Suaraindo.com – Mahkamah Konstitusi (MK) bersiap memulai proses sidang perselisihan hasil Pilkada 2024, yang dijadwalkan berlangsung pada awal Januari 2025. Dengan ditutupnya pendaftaran permohonan sengketa pada 18 Desember 2024, tercatat sebanyak 307 hingga 308 gugatan telah masuk, mencakup hasil pemilihan gubernur, bupati, dan wali kota.
Berdasarkan data MK, ada 20 hingga 21 permohonan sengketa pemilihan gubernur, 238 sengketa pemilihan bupati dan wakil bupati, serta 49 sengketa pemilihan wali kota dan wakil wali kota. Ketua MK Suhartoyo memastikan bahwa lembaga peradilan ini tetap menerima permohonan meskipun batas waktu telah berakhir, sesuai prinsip hukum yang melarang penolakan perkara.

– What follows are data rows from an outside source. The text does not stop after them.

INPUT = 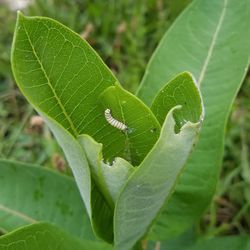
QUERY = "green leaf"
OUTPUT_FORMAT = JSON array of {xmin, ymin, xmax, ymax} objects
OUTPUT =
[
  {"xmin": 99, "ymin": 86, "xmax": 161, "ymax": 165},
  {"xmin": 12, "ymin": 13, "xmax": 160, "ymax": 241},
  {"xmin": 12, "ymin": 13, "xmax": 159, "ymax": 165},
  {"xmin": 138, "ymin": 0, "xmax": 250, "ymax": 240},
  {"xmin": 0, "ymin": 160, "xmax": 94, "ymax": 239},
  {"xmin": 114, "ymin": 106, "xmax": 202, "ymax": 250},
  {"xmin": 151, "ymin": 72, "xmax": 202, "ymax": 129},
  {"xmin": 186, "ymin": 235, "xmax": 250, "ymax": 250},
  {"xmin": 78, "ymin": 135, "xmax": 134, "ymax": 209},
  {"xmin": 0, "ymin": 223, "xmax": 112, "ymax": 250}
]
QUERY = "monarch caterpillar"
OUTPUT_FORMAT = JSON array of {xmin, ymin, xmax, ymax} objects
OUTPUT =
[{"xmin": 104, "ymin": 109, "xmax": 128, "ymax": 131}]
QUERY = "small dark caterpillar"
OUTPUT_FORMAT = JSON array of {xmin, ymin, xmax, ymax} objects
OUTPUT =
[{"xmin": 104, "ymin": 109, "xmax": 128, "ymax": 131}]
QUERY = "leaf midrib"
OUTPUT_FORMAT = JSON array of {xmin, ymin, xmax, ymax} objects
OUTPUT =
[
  {"xmin": 0, "ymin": 204, "xmax": 38, "ymax": 223},
  {"xmin": 23, "ymin": 24, "xmax": 78, "ymax": 136},
  {"xmin": 198, "ymin": 0, "xmax": 228, "ymax": 87}
]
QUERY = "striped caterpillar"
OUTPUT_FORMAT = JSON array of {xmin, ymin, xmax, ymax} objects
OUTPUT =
[{"xmin": 104, "ymin": 109, "xmax": 128, "ymax": 132}]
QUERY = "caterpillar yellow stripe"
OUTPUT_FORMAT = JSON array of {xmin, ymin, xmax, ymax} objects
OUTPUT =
[{"xmin": 104, "ymin": 109, "xmax": 128, "ymax": 131}]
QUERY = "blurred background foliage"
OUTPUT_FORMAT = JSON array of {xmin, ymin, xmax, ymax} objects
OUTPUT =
[{"xmin": 0, "ymin": 0, "xmax": 250, "ymax": 240}]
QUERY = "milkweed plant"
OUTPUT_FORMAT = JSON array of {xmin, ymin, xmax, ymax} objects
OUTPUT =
[{"xmin": 0, "ymin": 0, "xmax": 249, "ymax": 250}]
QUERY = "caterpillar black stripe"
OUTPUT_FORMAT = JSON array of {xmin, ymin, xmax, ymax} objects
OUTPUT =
[{"xmin": 104, "ymin": 109, "xmax": 128, "ymax": 131}]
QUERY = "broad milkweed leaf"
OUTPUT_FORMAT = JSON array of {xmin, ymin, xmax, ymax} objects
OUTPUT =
[
  {"xmin": 0, "ymin": 159, "xmax": 94, "ymax": 239},
  {"xmin": 114, "ymin": 103, "xmax": 202, "ymax": 250},
  {"xmin": 0, "ymin": 223, "xmax": 113, "ymax": 250},
  {"xmin": 12, "ymin": 12, "xmax": 160, "ymax": 241},
  {"xmin": 12, "ymin": 13, "xmax": 158, "ymax": 167},
  {"xmin": 151, "ymin": 72, "xmax": 202, "ymax": 130},
  {"xmin": 78, "ymin": 135, "xmax": 135, "ymax": 209},
  {"xmin": 138, "ymin": 0, "xmax": 250, "ymax": 240},
  {"xmin": 99, "ymin": 86, "xmax": 161, "ymax": 165}
]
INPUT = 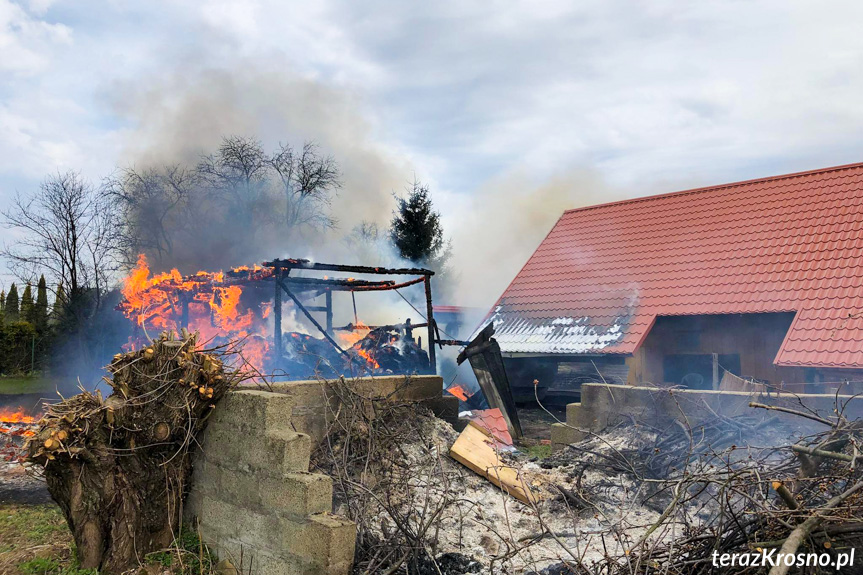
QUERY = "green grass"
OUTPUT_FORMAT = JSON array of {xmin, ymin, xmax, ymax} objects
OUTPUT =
[
  {"xmin": 0, "ymin": 504, "xmax": 72, "ymax": 553},
  {"xmin": 145, "ymin": 529, "xmax": 214, "ymax": 575},
  {"xmin": 0, "ymin": 504, "xmax": 215, "ymax": 575},
  {"xmin": 0, "ymin": 504, "xmax": 76, "ymax": 575},
  {"xmin": 0, "ymin": 377, "xmax": 53, "ymax": 395},
  {"xmin": 18, "ymin": 557, "xmax": 99, "ymax": 575}
]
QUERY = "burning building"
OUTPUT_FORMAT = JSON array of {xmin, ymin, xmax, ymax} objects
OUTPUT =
[
  {"xmin": 118, "ymin": 255, "xmax": 439, "ymax": 379},
  {"xmin": 476, "ymin": 164, "xmax": 863, "ymax": 398}
]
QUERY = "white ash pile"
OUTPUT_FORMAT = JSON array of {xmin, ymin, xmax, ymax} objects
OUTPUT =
[{"xmin": 313, "ymin": 383, "xmax": 844, "ymax": 575}]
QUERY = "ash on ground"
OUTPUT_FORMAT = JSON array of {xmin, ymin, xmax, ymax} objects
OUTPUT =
[{"xmin": 315, "ymin": 400, "xmax": 816, "ymax": 574}]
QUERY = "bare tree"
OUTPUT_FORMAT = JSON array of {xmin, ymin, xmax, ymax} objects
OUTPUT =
[
  {"xmin": 198, "ymin": 136, "xmax": 270, "ymax": 234},
  {"xmin": 270, "ymin": 142, "xmax": 341, "ymax": 236},
  {"xmin": 108, "ymin": 166, "xmax": 199, "ymax": 265},
  {"xmin": 2, "ymin": 171, "xmax": 121, "ymax": 312}
]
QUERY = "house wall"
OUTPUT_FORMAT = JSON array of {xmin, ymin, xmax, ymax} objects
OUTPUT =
[
  {"xmin": 551, "ymin": 383, "xmax": 863, "ymax": 450},
  {"xmin": 629, "ymin": 313, "xmax": 807, "ymax": 385}
]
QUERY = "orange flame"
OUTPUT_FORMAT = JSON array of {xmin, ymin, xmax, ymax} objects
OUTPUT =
[
  {"xmin": 0, "ymin": 407, "xmax": 36, "ymax": 423},
  {"xmin": 119, "ymin": 254, "xmax": 271, "ymax": 371}
]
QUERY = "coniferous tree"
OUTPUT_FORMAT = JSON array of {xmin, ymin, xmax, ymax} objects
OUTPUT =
[
  {"xmin": 18, "ymin": 284, "xmax": 33, "ymax": 325},
  {"xmin": 5, "ymin": 283, "xmax": 18, "ymax": 321},
  {"xmin": 390, "ymin": 182, "xmax": 444, "ymax": 264},
  {"xmin": 51, "ymin": 284, "xmax": 66, "ymax": 325},
  {"xmin": 32, "ymin": 275, "xmax": 48, "ymax": 332}
]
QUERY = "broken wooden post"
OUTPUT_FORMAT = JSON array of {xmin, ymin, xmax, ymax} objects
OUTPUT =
[
  {"xmin": 326, "ymin": 290, "xmax": 333, "ymax": 335},
  {"xmin": 273, "ymin": 267, "xmax": 282, "ymax": 366},
  {"xmin": 425, "ymin": 275, "xmax": 437, "ymax": 375}
]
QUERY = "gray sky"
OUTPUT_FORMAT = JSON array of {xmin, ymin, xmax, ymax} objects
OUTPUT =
[{"xmin": 0, "ymin": 0, "xmax": 863, "ymax": 304}]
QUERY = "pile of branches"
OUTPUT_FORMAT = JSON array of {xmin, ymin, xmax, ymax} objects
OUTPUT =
[
  {"xmin": 27, "ymin": 330, "xmax": 244, "ymax": 575},
  {"xmin": 547, "ymin": 404, "xmax": 863, "ymax": 575},
  {"xmin": 312, "ymin": 377, "xmax": 479, "ymax": 575}
]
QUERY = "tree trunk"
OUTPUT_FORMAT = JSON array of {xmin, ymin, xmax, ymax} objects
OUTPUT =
[{"xmin": 28, "ymin": 333, "xmax": 239, "ymax": 575}]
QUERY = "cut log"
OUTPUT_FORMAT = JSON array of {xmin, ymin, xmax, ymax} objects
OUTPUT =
[
  {"xmin": 449, "ymin": 421, "xmax": 537, "ymax": 504},
  {"xmin": 27, "ymin": 333, "xmax": 241, "ymax": 575}
]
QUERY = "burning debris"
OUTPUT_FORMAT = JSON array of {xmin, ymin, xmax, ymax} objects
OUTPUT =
[
  {"xmin": 27, "ymin": 332, "xmax": 245, "ymax": 574},
  {"xmin": 117, "ymin": 255, "xmax": 436, "ymax": 379},
  {"xmin": 282, "ymin": 326, "xmax": 429, "ymax": 379},
  {"xmin": 0, "ymin": 408, "xmax": 38, "ymax": 462}
]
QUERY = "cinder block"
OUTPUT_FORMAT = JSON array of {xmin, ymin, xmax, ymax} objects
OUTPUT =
[
  {"xmin": 551, "ymin": 423, "xmax": 585, "ymax": 451},
  {"xmin": 250, "ymin": 551, "xmax": 314, "ymax": 575},
  {"xmin": 308, "ymin": 513, "xmax": 357, "ymax": 574},
  {"xmin": 258, "ymin": 473, "xmax": 333, "ymax": 519},
  {"xmin": 231, "ymin": 505, "xmax": 270, "ymax": 549},
  {"xmin": 210, "ymin": 389, "xmax": 293, "ymax": 431},
  {"xmin": 268, "ymin": 513, "xmax": 357, "ymax": 573},
  {"xmin": 566, "ymin": 403, "xmax": 581, "ymax": 425},
  {"xmin": 237, "ymin": 431, "xmax": 312, "ymax": 476},
  {"xmin": 219, "ymin": 469, "xmax": 261, "ymax": 508},
  {"xmin": 198, "ymin": 494, "xmax": 239, "ymax": 543},
  {"xmin": 192, "ymin": 457, "xmax": 222, "ymax": 493}
]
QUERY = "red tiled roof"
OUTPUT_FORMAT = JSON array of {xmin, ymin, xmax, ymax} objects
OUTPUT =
[{"xmin": 480, "ymin": 164, "xmax": 863, "ymax": 367}]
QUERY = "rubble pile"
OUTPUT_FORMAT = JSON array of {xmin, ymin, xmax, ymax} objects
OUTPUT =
[
  {"xmin": 282, "ymin": 326, "xmax": 429, "ymax": 379},
  {"xmin": 313, "ymin": 378, "xmax": 863, "ymax": 575}
]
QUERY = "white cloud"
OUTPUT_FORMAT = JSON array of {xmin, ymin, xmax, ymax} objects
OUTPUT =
[
  {"xmin": 0, "ymin": 0, "xmax": 863, "ymax": 291},
  {"xmin": 0, "ymin": 0, "xmax": 72, "ymax": 76}
]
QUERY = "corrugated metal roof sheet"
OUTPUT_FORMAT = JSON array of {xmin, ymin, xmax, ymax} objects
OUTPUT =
[{"xmin": 476, "ymin": 164, "xmax": 863, "ymax": 367}]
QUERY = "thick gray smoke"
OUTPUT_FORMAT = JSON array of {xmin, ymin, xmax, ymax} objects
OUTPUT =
[
  {"xmin": 114, "ymin": 61, "xmax": 414, "ymax": 272},
  {"xmin": 452, "ymin": 170, "xmax": 620, "ymax": 313}
]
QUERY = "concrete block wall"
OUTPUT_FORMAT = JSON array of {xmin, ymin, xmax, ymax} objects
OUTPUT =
[
  {"xmin": 551, "ymin": 383, "xmax": 863, "ymax": 450},
  {"xmin": 184, "ymin": 376, "xmax": 458, "ymax": 575}
]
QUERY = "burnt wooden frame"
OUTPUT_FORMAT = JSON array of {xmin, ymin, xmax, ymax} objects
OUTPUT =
[{"xmin": 264, "ymin": 259, "xmax": 440, "ymax": 374}]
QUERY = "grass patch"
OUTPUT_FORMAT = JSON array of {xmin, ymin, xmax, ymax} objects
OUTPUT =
[
  {"xmin": 0, "ymin": 504, "xmax": 216, "ymax": 575},
  {"xmin": 0, "ymin": 503, "xmax": 72, "ymax": 553},
  {"xmin": 0, "ymin": 377, "xmax": 52, "ymax": 395},
  {"xmin": 145, "ymin": 529, "xmax": 215, "ymax": 575},
  {"xmin": 18, "ymin": 557, "xmax": 99, "ymax": 575},
  {"xmin": 0, "ymin": 504, "xmax": 76, "ymax": 575}
]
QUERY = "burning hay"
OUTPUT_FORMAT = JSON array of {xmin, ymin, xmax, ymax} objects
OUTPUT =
[
  {"xmin": 282, "ymin": 326, "xmax": 429, "ymax": 379},
  {"xmin": 27, "ymin": 332, "xmax": 242, "ymax": 574}
]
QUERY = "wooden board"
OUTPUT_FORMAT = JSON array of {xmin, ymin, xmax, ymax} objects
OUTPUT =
[{"xmin": 449, "ymin": 421, "xmax": 536, "ymax": 503}]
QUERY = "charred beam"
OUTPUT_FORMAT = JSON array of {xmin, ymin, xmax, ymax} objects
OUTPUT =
[
  {"xmin": 424, "ymin": 275, "xmax": 437, "ymax": 374},
  {"xmin": 278, "ymin": 281, "xmax": 354, "ymax": 361},
  {"xmin": 264, "ymin": 259, "xmax": 434, "ymax": 276}
]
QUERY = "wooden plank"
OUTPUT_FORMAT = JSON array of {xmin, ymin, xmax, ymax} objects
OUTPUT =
[{"xmin": 449, "ymin": 421, "xmax": 536, "ymax": 504}]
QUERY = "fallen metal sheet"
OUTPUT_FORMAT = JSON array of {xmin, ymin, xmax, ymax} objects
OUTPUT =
[{"xmin": 457, "ymin": 323, "xmax": 522, "ymax": 439}]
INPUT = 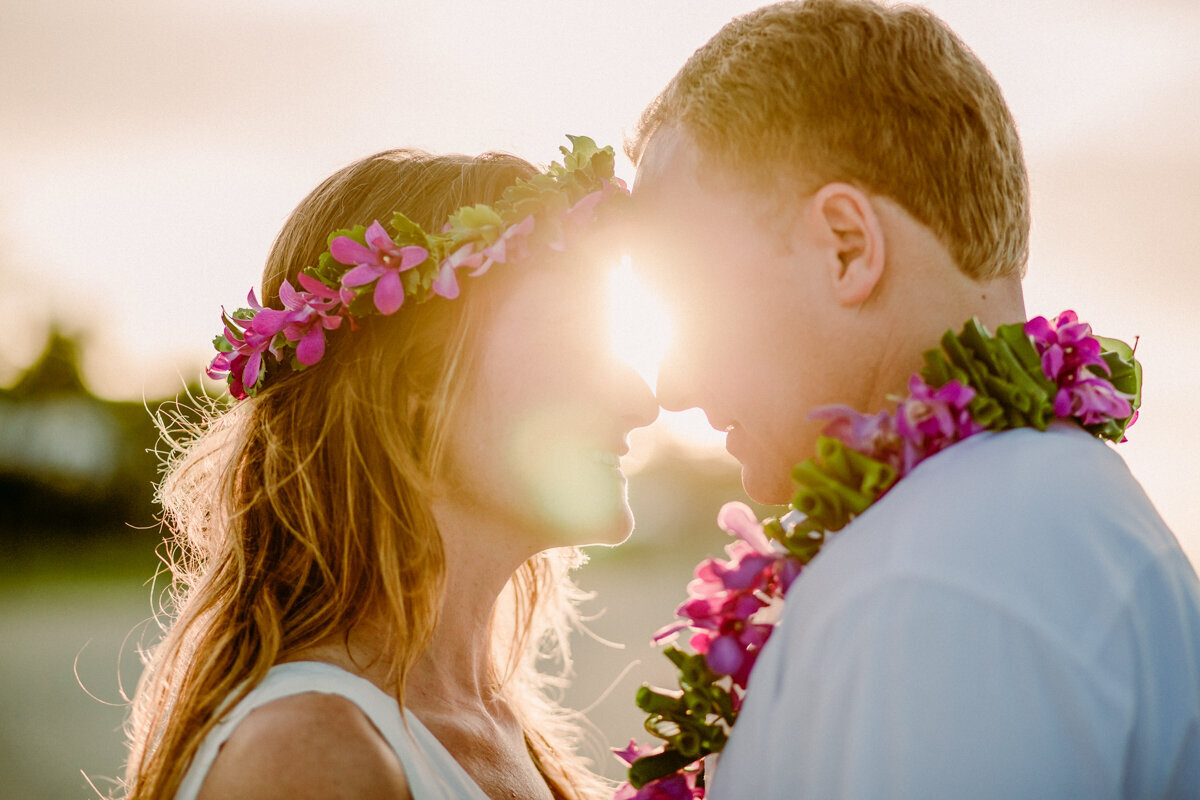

“Prinsipnya, pengadilan tidak boleh menolak perkara. Kami tetap memproses, dan hakim akan mempertimbangkan apakah permohonan tersebut memenuhi syarat formal,” kata Suhartoyo.
Hakim Konstitusi sekaligus juru bicara MK, Enny Nurbaningsih, menambahkan bahwa semua perkara akan diregistrasi dalam Buku Registrasi Perkara Konstitusi Elektronik (e-BRPK) pada 3 Januari 2025. Tahap berikutnya adalah pembagian perkara kepada panel hakim sebelum sidang pertama dimulai.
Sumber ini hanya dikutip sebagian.